Murks bleibt Murks
Verkehrsminister Alexander Dobrindt ist bei der Maut als Tiger gestartet. Und jetzt als Bettvorleger gelandet. Die halbe Union und sämtliche Grenzregionen hat der CSU-Mann während der Sommerpause gegen sich aufgebracht mit seinem Plan, die Maut auf Bundes-, Kreis-, Land- und Dorfstraßen auszuweiten.
Die Arbeit der Regierung wurde so sehr von der peinlichen Maut-Frage beeinträchtigt, dass CSU-Chef Horst Seehofer sich sogar gezwungen sah, die Koalitionsfrage (!) zu stellen. Deppert. Und jetzt? Dobrindts gestern verkündete Rolle rückwärts führt uns nur noch einmal vor Augen, was das Vorhaben schon immer war: eine Schnapsidee.

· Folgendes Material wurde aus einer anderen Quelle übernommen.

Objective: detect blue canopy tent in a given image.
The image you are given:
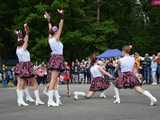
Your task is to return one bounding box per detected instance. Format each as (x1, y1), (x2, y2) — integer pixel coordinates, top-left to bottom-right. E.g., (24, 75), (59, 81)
(97, 49), (122, 59)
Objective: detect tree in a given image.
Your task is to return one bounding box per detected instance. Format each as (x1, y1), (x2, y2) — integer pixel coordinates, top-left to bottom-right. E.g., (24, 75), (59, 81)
(0, 0), (160, 64)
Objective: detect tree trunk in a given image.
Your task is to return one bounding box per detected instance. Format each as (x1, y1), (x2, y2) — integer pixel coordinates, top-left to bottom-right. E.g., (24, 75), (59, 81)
(97, 0), (101, 23)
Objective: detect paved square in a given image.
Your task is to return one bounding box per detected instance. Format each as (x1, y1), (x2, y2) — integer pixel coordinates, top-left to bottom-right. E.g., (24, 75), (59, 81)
(0, 85), (160, 120)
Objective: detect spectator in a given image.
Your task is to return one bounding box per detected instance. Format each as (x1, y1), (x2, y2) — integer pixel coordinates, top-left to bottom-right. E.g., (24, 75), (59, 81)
(141, 53), (152, 84)
(2, 64), (8, 87)
(6, 67), (14, 87)
(155, 52), (160, 84)
(70, 62), (74, 84)
(134, 53), (143, 83)
(86, 62), (91, 84)
(79, 63), (85, 84)
(43, 64), (48, 84)
(12, 66), (17, 86)
(72, 61), (79, 84)
(63, 61), (71, 97)
(0, 70), (2, 84)
(105, 59), (116, 78)
(151, 55), (157, 85)
(35, 64), (46, 86)
(84, 62), (88, 84)
(134, 52), (142, 74)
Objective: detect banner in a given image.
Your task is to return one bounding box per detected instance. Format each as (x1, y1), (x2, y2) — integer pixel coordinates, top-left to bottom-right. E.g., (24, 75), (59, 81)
(151, 0), (160, 6)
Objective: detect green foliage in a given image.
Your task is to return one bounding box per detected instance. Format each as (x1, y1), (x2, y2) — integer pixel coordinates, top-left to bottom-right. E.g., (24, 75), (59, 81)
(0, 0), (160, 63)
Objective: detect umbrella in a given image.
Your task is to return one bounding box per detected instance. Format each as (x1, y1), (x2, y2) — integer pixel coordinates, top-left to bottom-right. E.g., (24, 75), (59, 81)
(97, 49), (122, 59)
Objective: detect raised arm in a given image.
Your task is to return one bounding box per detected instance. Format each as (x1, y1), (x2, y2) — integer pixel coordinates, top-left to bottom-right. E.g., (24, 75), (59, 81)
(44, 11), (52, 38)
(22, 23), (29, 49)
(54, 9), (64, 40)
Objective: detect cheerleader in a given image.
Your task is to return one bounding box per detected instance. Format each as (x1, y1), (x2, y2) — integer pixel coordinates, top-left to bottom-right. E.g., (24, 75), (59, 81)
(115, 45), (157, 106)
(44, 9), (64, 107)
(14, 23), (44, 106)
(74, 53), (119, 100)
(98, 60), (120, 103)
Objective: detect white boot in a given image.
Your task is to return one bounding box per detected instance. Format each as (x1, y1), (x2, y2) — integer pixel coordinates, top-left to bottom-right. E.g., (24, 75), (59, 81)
(34, 90), (45, 106)
(47, 90), (58, 107)
(113, 87), (120, 104)
(24, 87), (35, 102)
(17, 89), (29, 107)
(142, 90), (157, 106)
(99, 91), (106, 98)
(54, 90), (63, 106)
(43, 86), (49, 96)
(74, 91), (86, 100)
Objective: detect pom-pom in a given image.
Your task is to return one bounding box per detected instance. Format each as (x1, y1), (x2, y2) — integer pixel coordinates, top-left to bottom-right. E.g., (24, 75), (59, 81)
(44, 11), (50, 20)
(24, 23), (29, 33)
(44, 14), (47, 19)
(15, 29), (19, 35)
(16, 30), (23, 41)
(129, 45), (133, 49)
(57, 9), (64, 19)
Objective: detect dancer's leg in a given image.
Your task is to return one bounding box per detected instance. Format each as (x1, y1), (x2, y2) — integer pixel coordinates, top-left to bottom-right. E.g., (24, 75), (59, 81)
(134, 86), (157, 106)
(16, 77), (28, 106)
(113, 86), (120, 104)
(47, 71), (59, 107)
(67, 81), (70, 97)
(31, 78), (44, 105)
(74, 91), (95, 100)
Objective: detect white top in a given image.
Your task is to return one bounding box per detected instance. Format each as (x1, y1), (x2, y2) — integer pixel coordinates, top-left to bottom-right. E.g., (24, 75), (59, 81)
(49, 37), (63, 55)
(16, 47), (31, 62)
(119, 55), (135, 72)
(151, 61), (157, 72)
(90, 64), (103, 78)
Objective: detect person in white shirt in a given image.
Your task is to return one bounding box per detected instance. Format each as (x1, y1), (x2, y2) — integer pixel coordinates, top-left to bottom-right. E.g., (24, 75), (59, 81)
(14, 24), (44, 107)
(115, 45), (157, 106)
(151, 55), (157, 85)
(44, 9), (64, 107)
(74, 53), (120, 102)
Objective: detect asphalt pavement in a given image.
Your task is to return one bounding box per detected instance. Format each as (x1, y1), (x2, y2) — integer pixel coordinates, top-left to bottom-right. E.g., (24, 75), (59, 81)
(0, 84), (160, 120)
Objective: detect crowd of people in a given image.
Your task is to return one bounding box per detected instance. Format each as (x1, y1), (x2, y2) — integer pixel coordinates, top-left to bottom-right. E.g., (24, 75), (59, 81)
(0, 64), (15, 87)
(0, 52), (160, 87)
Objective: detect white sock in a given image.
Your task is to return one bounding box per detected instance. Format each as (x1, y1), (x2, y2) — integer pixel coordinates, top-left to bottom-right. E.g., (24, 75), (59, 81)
(20, 90), (25, 102)
(74, 91), (86, 97)
(114, 87), (120, 101)
(34, 90), (41, 101)
(142, 90), (156, 101)
(16, 89), (20, 102)
(16, 89), (29, 106)
(100, 90), (106, 95)
(54, 90), (61, 104)
(24, 87), (33, 99)
(54, 90), (60, 98)
(99, 91), (106, 98)
(48, 90), (54, 102)
(22, 90), (25, 100)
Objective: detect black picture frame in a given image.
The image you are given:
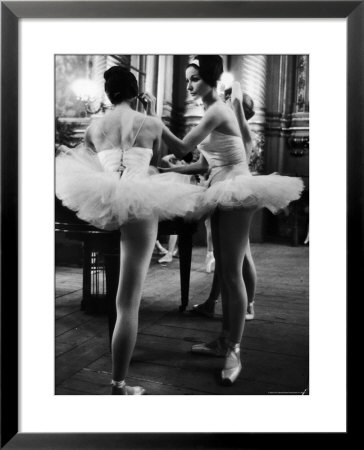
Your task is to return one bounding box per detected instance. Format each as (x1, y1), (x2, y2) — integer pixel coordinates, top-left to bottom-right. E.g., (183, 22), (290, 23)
(1, 1), (359, 448)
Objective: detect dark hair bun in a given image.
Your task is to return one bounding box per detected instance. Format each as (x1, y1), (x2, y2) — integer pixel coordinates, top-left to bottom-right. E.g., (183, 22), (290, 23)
(104, 66), (138, 105)
(193, 55), (224, 88)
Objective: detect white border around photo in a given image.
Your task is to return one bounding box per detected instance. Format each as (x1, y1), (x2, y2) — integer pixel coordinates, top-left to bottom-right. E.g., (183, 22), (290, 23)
(19, 18), (346, 433)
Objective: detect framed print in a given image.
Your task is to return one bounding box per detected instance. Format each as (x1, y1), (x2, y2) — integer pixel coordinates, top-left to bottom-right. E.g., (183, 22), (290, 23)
(1, 0), (360, 448)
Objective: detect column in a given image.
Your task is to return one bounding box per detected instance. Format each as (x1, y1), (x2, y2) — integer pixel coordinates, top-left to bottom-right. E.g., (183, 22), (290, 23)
(288, 55), (309, 157)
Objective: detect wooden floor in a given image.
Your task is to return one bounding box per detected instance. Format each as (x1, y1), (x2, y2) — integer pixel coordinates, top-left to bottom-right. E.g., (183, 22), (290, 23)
(55, 243), (309, 395)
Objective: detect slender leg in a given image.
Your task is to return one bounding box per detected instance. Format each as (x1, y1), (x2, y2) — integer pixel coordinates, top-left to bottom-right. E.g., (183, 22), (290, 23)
(211, 209), (230, 334)
(216, 208), (255, 344)
(205, 218), (214, 253)
(243, 240), (257, 307)
(111, 217), (158, 383)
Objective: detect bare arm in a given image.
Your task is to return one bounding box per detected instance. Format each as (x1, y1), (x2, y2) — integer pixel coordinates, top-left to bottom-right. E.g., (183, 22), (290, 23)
(161, 107), (222, 158)
(231, 82), (253, 160)
(150, 119), (163, 167)
(143, 92), (223, 159)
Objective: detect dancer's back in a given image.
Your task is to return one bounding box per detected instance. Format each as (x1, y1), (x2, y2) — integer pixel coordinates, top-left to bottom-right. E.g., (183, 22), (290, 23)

Man kann es drehen und wenden, wie man will: Es lohnt sich einfach nicht, eine Maut einzuführen, die erst alle und dann doch nur die Ausländer zahlen sollen - und zwar ausschließlich auf Autobahnen, obwohl Bundesstraßen erst hinein- und dann wieder herausgerechnet werden. So sieht es der Gesetzentwurf vor. Aufwand und Ertrag passen an keiner Stelle zusammen. Zudem gibt es nicht wenige Verkehrsexperten , die Dobrindts geplante Einnahmen von 500 Millionen Euro anzweifeln und froh wären, wenn das Vorhaben wegen der aufwendigen Verwaltung nicht auch noch Geld kostet .

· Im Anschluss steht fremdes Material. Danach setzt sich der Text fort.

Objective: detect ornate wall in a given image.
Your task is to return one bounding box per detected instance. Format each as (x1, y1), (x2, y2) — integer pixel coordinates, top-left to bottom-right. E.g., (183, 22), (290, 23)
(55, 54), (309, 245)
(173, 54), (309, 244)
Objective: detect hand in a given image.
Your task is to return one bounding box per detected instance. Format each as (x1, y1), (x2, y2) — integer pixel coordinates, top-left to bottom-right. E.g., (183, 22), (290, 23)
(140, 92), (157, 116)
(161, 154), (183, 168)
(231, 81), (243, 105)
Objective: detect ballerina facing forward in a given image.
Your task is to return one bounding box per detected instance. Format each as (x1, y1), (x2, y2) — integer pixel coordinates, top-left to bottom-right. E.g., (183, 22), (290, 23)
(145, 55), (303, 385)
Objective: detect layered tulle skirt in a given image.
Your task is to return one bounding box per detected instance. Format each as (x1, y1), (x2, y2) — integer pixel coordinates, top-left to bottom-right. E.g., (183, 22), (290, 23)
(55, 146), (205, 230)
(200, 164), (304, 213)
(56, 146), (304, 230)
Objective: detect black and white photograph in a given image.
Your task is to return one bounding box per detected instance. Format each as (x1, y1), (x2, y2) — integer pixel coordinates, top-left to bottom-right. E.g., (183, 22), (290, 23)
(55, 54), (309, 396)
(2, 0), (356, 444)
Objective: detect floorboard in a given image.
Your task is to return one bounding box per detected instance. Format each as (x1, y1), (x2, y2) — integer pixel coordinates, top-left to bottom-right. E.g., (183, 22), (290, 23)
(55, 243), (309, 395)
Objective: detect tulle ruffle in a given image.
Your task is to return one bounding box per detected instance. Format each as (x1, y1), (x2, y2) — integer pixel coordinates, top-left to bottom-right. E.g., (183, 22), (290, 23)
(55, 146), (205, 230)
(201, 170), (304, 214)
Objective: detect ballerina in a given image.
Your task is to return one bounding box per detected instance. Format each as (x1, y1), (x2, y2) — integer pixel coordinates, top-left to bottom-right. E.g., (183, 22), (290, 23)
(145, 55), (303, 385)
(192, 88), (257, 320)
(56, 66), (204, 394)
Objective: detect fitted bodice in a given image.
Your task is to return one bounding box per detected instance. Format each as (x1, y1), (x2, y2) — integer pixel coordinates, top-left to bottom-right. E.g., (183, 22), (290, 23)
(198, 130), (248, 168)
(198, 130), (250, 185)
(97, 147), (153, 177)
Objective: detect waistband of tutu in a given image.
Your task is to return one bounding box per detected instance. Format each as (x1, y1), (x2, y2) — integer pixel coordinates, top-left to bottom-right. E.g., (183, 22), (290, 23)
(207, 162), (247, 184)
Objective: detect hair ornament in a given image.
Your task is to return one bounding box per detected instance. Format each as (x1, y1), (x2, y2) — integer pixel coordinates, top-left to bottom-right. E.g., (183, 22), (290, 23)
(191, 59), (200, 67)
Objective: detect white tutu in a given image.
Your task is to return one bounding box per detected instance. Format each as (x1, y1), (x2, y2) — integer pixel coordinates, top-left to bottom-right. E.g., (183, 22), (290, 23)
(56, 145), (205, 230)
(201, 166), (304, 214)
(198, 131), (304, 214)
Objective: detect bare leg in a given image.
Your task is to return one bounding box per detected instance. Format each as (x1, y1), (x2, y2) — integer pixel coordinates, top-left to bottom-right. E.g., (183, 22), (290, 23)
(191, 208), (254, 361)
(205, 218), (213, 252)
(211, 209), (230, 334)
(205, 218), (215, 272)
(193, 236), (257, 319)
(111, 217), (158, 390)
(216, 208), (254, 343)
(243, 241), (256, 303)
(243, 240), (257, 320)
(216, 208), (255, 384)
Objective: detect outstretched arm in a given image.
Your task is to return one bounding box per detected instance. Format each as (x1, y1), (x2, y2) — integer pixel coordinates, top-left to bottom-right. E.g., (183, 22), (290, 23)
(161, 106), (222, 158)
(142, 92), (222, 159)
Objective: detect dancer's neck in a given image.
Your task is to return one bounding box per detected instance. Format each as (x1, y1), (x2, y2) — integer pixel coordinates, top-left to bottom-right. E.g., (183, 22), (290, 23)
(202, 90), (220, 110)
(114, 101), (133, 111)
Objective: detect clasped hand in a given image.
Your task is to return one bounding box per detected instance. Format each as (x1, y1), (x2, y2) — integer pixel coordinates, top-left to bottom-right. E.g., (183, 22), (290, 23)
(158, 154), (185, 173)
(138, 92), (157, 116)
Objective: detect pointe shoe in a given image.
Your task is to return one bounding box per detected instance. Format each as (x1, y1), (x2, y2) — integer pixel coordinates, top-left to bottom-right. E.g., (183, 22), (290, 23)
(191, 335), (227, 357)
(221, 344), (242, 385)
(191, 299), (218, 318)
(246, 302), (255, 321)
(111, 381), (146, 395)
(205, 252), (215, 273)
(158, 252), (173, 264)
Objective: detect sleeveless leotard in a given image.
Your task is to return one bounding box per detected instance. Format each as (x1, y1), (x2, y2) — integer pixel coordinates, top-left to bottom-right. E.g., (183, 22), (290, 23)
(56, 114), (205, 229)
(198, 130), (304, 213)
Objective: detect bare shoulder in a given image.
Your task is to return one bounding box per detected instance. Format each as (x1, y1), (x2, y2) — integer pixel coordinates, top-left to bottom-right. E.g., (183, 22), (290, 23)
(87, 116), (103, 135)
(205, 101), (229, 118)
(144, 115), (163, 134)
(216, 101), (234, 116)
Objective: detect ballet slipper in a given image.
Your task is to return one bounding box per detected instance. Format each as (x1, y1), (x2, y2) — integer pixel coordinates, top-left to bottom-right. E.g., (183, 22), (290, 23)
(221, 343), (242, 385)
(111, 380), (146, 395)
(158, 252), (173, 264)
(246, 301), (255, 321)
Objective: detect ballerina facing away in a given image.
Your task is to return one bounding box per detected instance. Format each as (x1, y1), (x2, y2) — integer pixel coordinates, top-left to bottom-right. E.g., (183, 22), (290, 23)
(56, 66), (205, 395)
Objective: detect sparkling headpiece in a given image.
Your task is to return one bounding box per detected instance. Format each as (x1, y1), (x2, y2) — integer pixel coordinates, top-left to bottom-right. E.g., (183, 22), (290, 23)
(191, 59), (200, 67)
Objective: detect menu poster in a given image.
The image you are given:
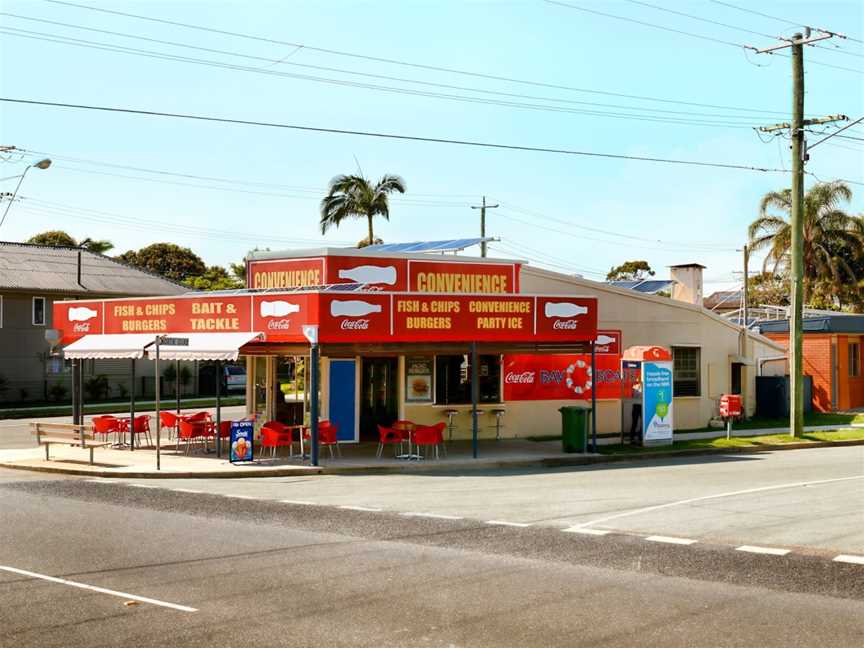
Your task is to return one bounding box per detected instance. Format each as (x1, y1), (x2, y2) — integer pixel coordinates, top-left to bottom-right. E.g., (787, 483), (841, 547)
(229, 420), (255, 463)
(406, 356), (434, 403)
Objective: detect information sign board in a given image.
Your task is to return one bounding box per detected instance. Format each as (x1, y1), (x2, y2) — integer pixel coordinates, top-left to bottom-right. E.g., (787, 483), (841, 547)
(229, 420), (255, 463)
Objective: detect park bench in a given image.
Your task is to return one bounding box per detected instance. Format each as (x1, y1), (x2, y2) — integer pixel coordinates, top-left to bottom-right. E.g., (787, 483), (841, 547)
(30, 422), (110, 465)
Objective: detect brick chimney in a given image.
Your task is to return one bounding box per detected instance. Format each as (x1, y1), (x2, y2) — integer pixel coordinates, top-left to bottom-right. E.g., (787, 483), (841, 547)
(669, 263), (705, 305)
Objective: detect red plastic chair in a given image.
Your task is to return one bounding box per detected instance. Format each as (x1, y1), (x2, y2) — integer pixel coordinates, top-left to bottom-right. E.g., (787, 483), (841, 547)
(159, 411), (179, 440)
(413, 423), (446, 460)
(303, 420), (341, 459)
(92, 416), (122, 445)
(260, 421), (294, 458)
(392, 420), (414, 444)
(127, 415), (153, 448)
(178, 419), (207, 455)
(376, 424), (403, 458)
(219, 420), (232, 439)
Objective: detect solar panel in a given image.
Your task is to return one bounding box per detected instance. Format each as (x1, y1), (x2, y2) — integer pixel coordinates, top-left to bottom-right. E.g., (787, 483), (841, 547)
(631, 280), (675, 294)
(363, 238), (493, 253)
(609, 280), (641, 289)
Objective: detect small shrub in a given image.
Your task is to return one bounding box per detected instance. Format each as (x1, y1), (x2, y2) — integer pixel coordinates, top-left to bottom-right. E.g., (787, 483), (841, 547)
(84, 375), (110, 401)
(116, 383), (129, 399)
(48, 382), (68, 402)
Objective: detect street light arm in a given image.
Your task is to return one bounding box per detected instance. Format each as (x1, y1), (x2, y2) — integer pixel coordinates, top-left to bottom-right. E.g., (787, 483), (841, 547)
(0, 164), (31, 229)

Fast muss man der CDU dankbar sein, dass sie gemeutert hat gegen Dobrindts erweiterte Maut-Pläne. Im Schwesternkrieg können sich vor allem der Nordrhein-Westfale Armin Laschet und die Rheinland-Pfälzerin Julia Klöckner als Sieger sehen. Doch Vorsicht: Vom Tisch ist das Thema noch lange nicht. Neuer Ärger droht spätestens zum Jahr 2016 , wenn die Maut eingeführt wird. Das Gefühl bei den Autofahrern, doch zur Kasse gebeten zu werden, kann sich dabei schneller einstellen, als den Unionsparteien lieb ist. Man muss zudem kein Prophet sein, um zu wissen: Der finanzielle Ausgleich für deutsche Fahrzeughalter über die Kfz-Steuer bedeutet erstens Bürokratie pur und wird zweitens für die Koalitionäre noch so manche Hiobsbotschaft bringen. Jeder Autofahrer sollte da genau nachrechnen.
Fazit: Der Ertrag aus der "In frastrukturabgabe" ist minimal und deckt den Bedarf nicht im Geringsten. Das Streitpotenzial der Pkw-Maut allein durch den bürokratischen Aufwand bleibt riesig, und die Lenkungswirkung dieser Nutzungsgebühr liegt bei Null. Was der eigentliche Skandal ist. Umfragen belegen, dass die deutschen Autofahrer durchaus bereit wären, eine Maut für alle zu bezahlen, wenn sie eine ökologische Lenkungswirkung hätte, wenn Viel- und Wenigfahrer gerecht behandelt würden und wenn sie üppige Mehreinnahmen brächte, die zur Sanierung der allerorten miserablen Infrastruktur verwendet werden. Vernünftige Maut-Konzepte, die diese Kriterien erfüllen, gibt es schon lange. Doch vor allem die Union traut sich nicht. Murks geht halt einfacher.